What is InfinityStar?

InfinityStar is a unified spacetime autoregressive framework designed for high-resolution image and dynamic video synthesis. It represents a significant advancement in visual generation technology, combining spatial and temporal modeling within a single architecture. The system uses a discrete approach that captures both spatial and temporal dependencies, enabling it to generate high-quality images and videos from text descriptions.

The framework builds on recent successes in autoregressive modeling, applying principles that have proven effective in both vision and language domains. By treating visual generation as a sequence prediction problem, InfinityStar can model complex visual patterns and generate coherent, high-resolution content. This approach allows the system to handle various generation tasks including text-to-image conversion, text-to-video synthesis, image-to-video transformation, and long-duration video generation.

InfinityStar was developed by FoundationVision and accepted as a NeurIPS 2025 Oral presentation, indicating its significance in the research community. The project represents years of research into autoregressive modeling for visual content, combining insights from natural language processing with computer vision techniques. The system demonstrates that discrete autoregressive approaches can compete with and exceed the performance of continuous diffusion models in video generation tasks.

Overview of InfinityStar

FeatureDescription
Model NameInfinityStar
CategoryUnified Spacetime AutoRegressive Model
FunctionHigh-Resolution Image and Video Generation
Model Size8 Billion Parameters, ~35GB
Text EncoderFlan-T5-XL
Supported Resolutions480p and 720p
Video Duration5 seconds (720p), 5-10 seconds (480p)
Generation Speed~10x faster than diffusion-based methods
VBench Score83.74
ConferenceNeurIPS 2025 Oral

Key Features of InfinityStar

  • Unified Spacetime Modeling

    InfinityStar combines spatial and temporal dependencies within a single architecture.
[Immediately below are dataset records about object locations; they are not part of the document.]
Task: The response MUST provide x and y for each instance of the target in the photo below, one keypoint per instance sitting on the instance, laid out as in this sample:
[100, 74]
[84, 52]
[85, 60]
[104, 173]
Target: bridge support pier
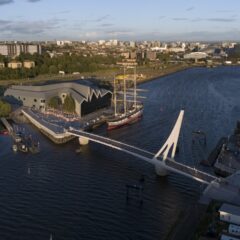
[160, 169]
[83, 140]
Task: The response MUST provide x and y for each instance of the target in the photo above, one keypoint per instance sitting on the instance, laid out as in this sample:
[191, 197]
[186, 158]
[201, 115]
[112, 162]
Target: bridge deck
[112, 143]
[170, 163]
[190, 171]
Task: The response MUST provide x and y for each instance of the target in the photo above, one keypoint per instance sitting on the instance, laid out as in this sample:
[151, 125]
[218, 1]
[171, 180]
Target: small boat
[14, 147]
[130, 114]
[23, 148]
[78, 150]
[4, 132]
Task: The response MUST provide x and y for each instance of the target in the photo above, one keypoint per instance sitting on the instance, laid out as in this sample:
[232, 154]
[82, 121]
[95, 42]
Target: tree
[5, 109]
[69, 104]
[54, 102]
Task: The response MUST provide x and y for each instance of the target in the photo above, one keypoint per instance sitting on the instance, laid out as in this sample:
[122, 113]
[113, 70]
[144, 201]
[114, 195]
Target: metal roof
[228, 208]
[80, 92]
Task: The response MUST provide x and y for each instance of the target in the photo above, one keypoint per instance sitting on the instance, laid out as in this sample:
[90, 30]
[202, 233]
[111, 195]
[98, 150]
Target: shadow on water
[83, 196]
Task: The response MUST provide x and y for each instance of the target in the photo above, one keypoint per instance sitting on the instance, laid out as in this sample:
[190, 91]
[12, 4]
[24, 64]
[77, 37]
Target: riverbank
[106, 76]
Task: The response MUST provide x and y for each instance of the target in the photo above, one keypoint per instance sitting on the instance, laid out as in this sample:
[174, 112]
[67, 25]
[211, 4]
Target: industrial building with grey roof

This unified design allows the model to understand both how objects appear in space and how they change over time, creating more coherent and natural-looking videos.

  • Discrete Autoregressive Approach

    The system uses a purely discrete approach to visual generation, treating pixels or visual tokens as discrete units that are predicted sequentially. This method has proven effective in both language and vision tasks, providing a solid foundation for high-quality generation.

  • Multiple Generation Modes

    InfinityStar supports various generation tasks through straightforward temporal autoregression. Users can generate images from text, create videos from text descriptions, transform images into videos, and produce long-duration video content. The unified architecture makes these different modes work naturally together.

  • High Performance and Speed

    The model generates 5-second 720p videos approximately 10 times faster than leading diffusion-based methods. This speed advantage makes InfinityStar practical for real-world applications where quick generation is important. The system achieves this while maintaining high quality, scoring 83.74 on VBench.

  • Industrial-Level Quality

    InfinityStar is the first discrete autoregressive video generator capable of producing industrial-level 720p videos. The model generates content that meets professional standards for resolution, clarity, and temporal coherence, making it suitable for various commercial and creative applications.

  • Flexible Video Length

    The 480p model supports variable-length video generation, capable of creating videos of 5 and 10 seconds. This flexibility allows users to generate content of different durations based on their specific needs, from short clips to longer sequences.

  • Image-to-Video Capabilities

    InfinityStar can transform static images into dynamic videos, bringing still images to life. This feature is particularly useful for creating animated content from photographs or artwork, enabling new creative possibilities for artists and content creators.

  • Video Continuation

    The system can extend existing videos by continuing the sequence, maintaining temporal coherence and visual consistency. This feature allows users to create longer videos from shorter clips, preserving the style and content of the original footage.

Try InfinityStar

Experience InfinityStar's capabilities through our interactive demo. Generate videos from text descriptions and explore the power of unified spacetime autoregressive modeling.

How InfinityStar Works

InfinityStar operates on the principle of autoregressive modeling, which means it generates visual content one piece at a time, with each piece depending on what came before. This approach is similar to how language models generate text, but applied to visual information.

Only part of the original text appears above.